Consumer Sentiment is measured by surveys like the Thomson Reuters/University of Michigan's Consumer Sentiment Index. Results are based on answers to 50 "core" questions from at least 500 phone calls to survey the lower 48 states.
The intent is to assess consumer attitudes on business climate, personal finance and spending; to promote understanding, to forecast expectations for the national economy; to gauge Consumer's economic expectations and anticipated spending behavior; and to numerically gauge Consumer's optimism/pessimism... so Industry and Government have some idea what to expect, and can see what hasn't worked thus far!
"Consumers have shifted from being optimistic about the potential impact of monetary and fiscal policies to a sense of despair and pessimism about the role of the government," remarked survey director Richard Curtin.
The Consumer Sentiment Index has only been lower three other times: In April and May 1980 an era of Stagflation-- and November 2008 when the current Stagflation era began.
It seems the Congressional-Presidential debacle over how much and how high to raise the debt ceiling was on the minds of people.

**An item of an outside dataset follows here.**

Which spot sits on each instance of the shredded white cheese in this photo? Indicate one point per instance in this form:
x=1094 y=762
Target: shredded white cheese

It was raised by up to 25%.
Daily consumer sentiment -now, today-- seemed to give hope that FED Chairman, Ben Bernanke would pull a rabbit from a hat somehow saving the economy from its current sideways crawl or downward spiral, depending on who one talks to.
If Bernanke had that card up his sleeve, would he not have already played it? Perhaps he already had.
Misdirection is what magicians use to accomplish their illusions. Movers and shakers know to get consumer sentiment focused on something with the "currency of buzz"; something "fresh and newsy"... which diverts their attention from the reality: It's a misdirected fiction; not a fix.
Without jobs, a Consumer Economy is a frame... which has no picture.